Un canot pneumatique transportant des migrants de Libye vers l'Europe. Photo : AN
Début août, des combats sporadiques ont éclaté entre deux milices rivales dans la capitale, tuant au moins 45 personnes, rappelant l’influence des groupes armés voyous qui sévissent à travers la Libye.
La Libye est devenue un important point de transit pour les migrants du Moyen-Orient et d'Afrique fuyant les conflits et la pauvreté en quête d'une vie meilleure en Europe. Militants et trafiquants ont profité de l'instabilité en Libye pour faire passer clandestinement des migrants à travers ses frontières depuis six pays, dont l'Égypte, l'Algérie et le Soudan.

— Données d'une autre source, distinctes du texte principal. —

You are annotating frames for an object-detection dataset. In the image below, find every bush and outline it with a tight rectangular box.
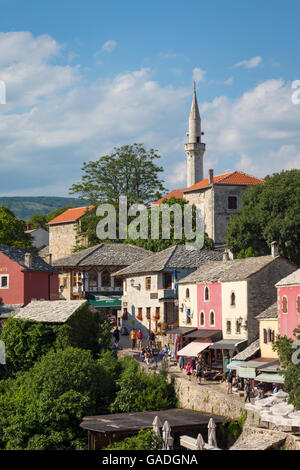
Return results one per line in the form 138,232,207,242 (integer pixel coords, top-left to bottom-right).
0,347,111,450
104,429,163,450
110,358,177,413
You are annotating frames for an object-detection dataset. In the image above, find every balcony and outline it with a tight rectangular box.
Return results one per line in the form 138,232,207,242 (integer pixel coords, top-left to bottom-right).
158,289,177,300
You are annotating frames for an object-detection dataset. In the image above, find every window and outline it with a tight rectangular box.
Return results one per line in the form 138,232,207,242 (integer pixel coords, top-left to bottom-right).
88,271,98,287
0,274,9,289
115,277,123,288
186,308,191,323
228,196,237,209
297,295,300,313
101,269,111,287
282,296,287,313
204,286,209,300
163,273,173,289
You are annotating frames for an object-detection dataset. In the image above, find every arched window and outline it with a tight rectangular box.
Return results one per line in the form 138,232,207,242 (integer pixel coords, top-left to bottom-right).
282,296,287,313
297,295,300,313
204,286,209,300
88,271,98,287
101,269,111,287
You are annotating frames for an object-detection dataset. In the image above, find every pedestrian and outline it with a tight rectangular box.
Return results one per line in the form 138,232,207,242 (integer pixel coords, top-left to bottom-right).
196,359,202,385
113,327,120,343
185,361,192,382
227,371,233,394
136,328,143,350
130,328,136,349
149,331,155,348
245,380,251,403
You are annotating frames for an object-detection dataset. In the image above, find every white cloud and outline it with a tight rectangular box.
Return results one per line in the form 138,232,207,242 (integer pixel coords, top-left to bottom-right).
193,67,206,82
233,56,262,69
0,33,300,195
224,77,234,85
101,39,118,52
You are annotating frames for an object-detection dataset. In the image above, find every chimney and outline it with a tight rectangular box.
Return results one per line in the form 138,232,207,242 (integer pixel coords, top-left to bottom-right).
271,242,279,258
25,253,32,268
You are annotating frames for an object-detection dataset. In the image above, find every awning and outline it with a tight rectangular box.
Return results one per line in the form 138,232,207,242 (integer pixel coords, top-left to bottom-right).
166,326,197,336
89,295,122,308
186,329,222,339
255,372,284,384
210,339,247,350
227,361,245,370
177,341,212,357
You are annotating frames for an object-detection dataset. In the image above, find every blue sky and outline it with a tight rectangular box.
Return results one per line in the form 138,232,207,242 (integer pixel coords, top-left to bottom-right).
0,0,300,196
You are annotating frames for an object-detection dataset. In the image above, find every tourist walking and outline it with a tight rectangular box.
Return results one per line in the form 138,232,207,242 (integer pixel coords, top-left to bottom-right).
136,328,143,350
113,327,120,343
245,380,251,403
185,361,192,382
196,359,203,385
130,328,136,349
149,331,155,348
227,371,233,394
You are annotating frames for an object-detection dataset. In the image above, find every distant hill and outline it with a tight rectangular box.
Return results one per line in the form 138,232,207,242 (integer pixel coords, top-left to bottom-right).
0,196,86,221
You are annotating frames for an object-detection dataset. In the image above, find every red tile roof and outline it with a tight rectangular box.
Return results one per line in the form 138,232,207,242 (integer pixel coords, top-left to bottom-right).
153,171,264,206
48,206,94,225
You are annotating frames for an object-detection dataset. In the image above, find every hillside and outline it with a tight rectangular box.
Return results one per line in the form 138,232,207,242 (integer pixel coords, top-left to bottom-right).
0,196,86,221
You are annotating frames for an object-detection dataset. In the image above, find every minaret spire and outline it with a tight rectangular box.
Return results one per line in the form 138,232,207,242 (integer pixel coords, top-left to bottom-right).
184,81,205,187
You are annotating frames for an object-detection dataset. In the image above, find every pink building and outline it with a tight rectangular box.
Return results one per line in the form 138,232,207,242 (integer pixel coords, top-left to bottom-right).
197,282,222,330
276,269,300,339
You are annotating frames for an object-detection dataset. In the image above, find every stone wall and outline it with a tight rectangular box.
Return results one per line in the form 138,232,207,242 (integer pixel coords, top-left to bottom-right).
248,257,297,342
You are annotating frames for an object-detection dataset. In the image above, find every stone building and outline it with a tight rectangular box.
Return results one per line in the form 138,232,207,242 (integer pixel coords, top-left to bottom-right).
53,243,151,314
152,89,264,245
179,244,297,343
0,245,58,324
115,245,222,334
48,206,94,263
276,269,300,340
256,302,278,358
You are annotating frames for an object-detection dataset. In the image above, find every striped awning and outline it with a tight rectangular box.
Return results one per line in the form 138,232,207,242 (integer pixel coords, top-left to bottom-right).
177,341,212,357
255,372,284,384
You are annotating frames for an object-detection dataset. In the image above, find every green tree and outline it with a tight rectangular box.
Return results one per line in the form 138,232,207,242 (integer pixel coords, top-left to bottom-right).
1,306,111,375
46,206,72,222
28,214,48,230
226,170,300,264
104,429,163,450
70,144,165,205
110,358,177,413
0,347,111,450
273,326,300,410
74,197,214,252
0,206,33,250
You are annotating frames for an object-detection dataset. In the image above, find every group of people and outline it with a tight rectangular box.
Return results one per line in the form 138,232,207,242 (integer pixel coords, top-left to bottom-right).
130,328,155,350
179,356,204,385
140,344,169,366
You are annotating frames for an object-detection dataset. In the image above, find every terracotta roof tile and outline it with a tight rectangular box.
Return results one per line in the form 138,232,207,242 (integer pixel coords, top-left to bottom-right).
48,206,94,225
152,171,264,206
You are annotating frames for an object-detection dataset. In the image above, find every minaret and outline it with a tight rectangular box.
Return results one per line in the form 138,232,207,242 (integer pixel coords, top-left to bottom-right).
184,82,205,188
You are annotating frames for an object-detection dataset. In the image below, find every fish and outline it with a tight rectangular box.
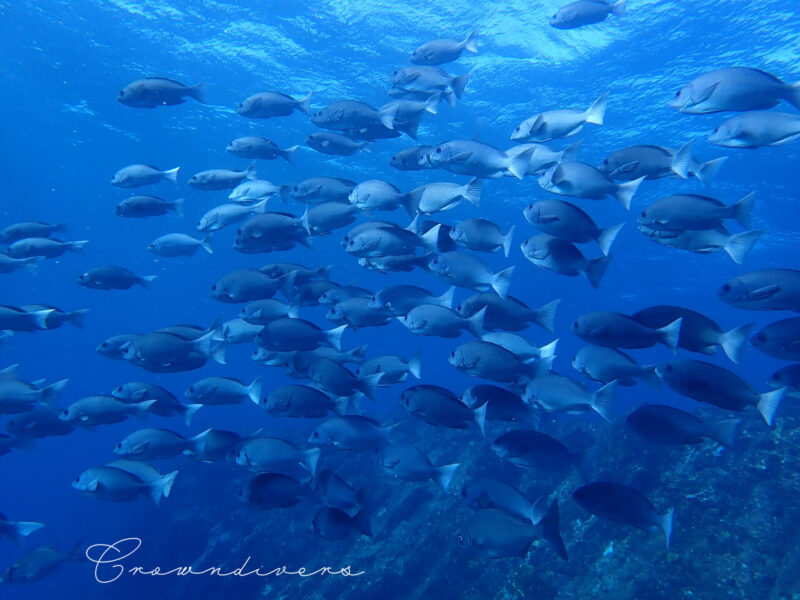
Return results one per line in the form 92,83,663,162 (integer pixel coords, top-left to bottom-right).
456,292,561,333
446,218,515,258
520,233,610,289
716,269,800,312
598,141,728,187
188,162,258,191
72,460,178,506
78,265,157,290
539,161,644,210
428,252,516,298
669,67,800,115
227,135,299,163
457,499,567,560
550,0,627,29
6,238,89,259
570,311,683,354
239,473,311,509
377,444,461,493
656,359,786,427
572,481,675,548
0,221,67,244
625,404,742,448
185,377,261,406
524,199,625,256
750,317,800,361
631,304,753,363
236,92,311,119
115,196,183,219
572,344,661,390
409,29,478,67
511,93,608,142
638,192,755,231
305,131,369,156
114,428,207,460
117,77,206,108
639,225,764,265
428,140,529,179
708,110,800,148
398,384,486,436
111,164,180,188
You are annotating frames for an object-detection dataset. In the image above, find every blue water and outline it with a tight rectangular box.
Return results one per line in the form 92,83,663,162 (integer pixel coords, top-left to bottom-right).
0,0,800,600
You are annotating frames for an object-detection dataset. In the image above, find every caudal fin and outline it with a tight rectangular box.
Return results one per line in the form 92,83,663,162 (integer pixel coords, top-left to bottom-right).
592,381,617,423
724,229,764,265
462,177,482,207
583,92,608,125
534,298,561,333
616,177,644,210
694,156,728,187
597,223,625,256
656,317,683,354
719,323,753,363
756,387,787,427
150,471,178,506
584,256,611,289
503,225,516,258
492,267,514,300
436,463,461,492
730,192,756,228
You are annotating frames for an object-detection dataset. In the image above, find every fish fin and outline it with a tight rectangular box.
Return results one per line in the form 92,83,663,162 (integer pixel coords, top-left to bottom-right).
450,71,472,100
616,177,645,210
360,373,383,402
538,498,569,560
247,377,261,406
656,317,683,354
39,379,69,408
148,471,178,506
719,323,753,363
408,350,422,379
538,338,558,360
671,140,693,179
503,225,517,258
186,83,206,104
462,177,482,207
694,156,728,187
756,387,787,427
709,419,742,448
300,448,322,482
436,285,456,308
297,92,312,114
661,508,675,548
583,92,608,125
492,266,514,300
419,224,442,252
592,381,617,423
461,29,478,54
730,192,756,228
436,463,461,492
325,323,347,352
535,298,561,333
584,256,611,289
639,365,661,390
466,306,488,340
161,167,181,183
200,233,214,254
280,146,300,165
136,275,158,290
597,223,625,256
181,404,203,426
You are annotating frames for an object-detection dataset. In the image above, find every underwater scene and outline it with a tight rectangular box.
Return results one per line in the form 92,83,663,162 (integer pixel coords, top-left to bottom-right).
0,0,800,600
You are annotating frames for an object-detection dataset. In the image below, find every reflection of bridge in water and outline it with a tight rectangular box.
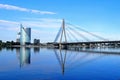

Parallèlement, les vastes réserves pétrolières de la Libye n'ont guère profité à sa population. La production de pétrole brut, principale exportation du pays, a parfois été réduite à néant en raison du blocus et des menaces sécuritaires pesant sur les entreprises. La répartition des revenus pétroliers est devenue un sujet de discorde majeur.
Il n'y a pas eu de « Printemps arabe »
Une grande partie de Derna a été construite pendant l'occupation italienne de la Libye, dans la première moitié du XXe siècle. La ville est devenue célèbre pour ses belles maisons blanches en bord de mer et ses palmeraies.
La Libye est en proie à des luttes de pouvoir sanglantes depuis le renversement du dictateur Mouammar Kadhafi en 2011. Photo : GI
Mais après le renversement de Mouammar Kadhafi en 2011, la ville est devenue un pôle d'attraction pour les extrémistes islamistes et a ensuite subi de violents combats, étant assiégée par les forces loyales à Haftar. La dernière prise de la ville par les forces de Haftar remonte à 2019.
Comme d'autres villes de l'est de la Libye, Derna n'a pas été reconstruite ni investie depuis le « Printemps arabe ». La plupart de ses infrastructures modernes ont été construites sous le règne de Kadhafi, notamment le barrage de Wadi Derna, récemment effondré et construit par une entreprise yougoslave au milieu des années 1970.
Selon le Dr Jalel Harchaoui, expert de la Libye au Royal United Services Institute for Defence and Security Studies, basé à Londres, Haftar considère Derna et ses habitants avec suspicion et ne veut pas accorder trop d'indépendance à la ville.
Par exemple, l’année dernière, un plan de reconstruction à grande échelle pour Derna a été mené par des experts de Benghazi et d’ailleurs, et non par des locaux.
Cela a contribué à la tragédie qui s'est produite et pourrait continuer à se produire à Derna, ville la plus durement touchée par les récentes inondations historiques. « Malheureusement, cette méfiance pourrait provoquer de nouvelles catastrophes dans la période post-catastrophe à venir », a déclaré le Dr Harchaoui.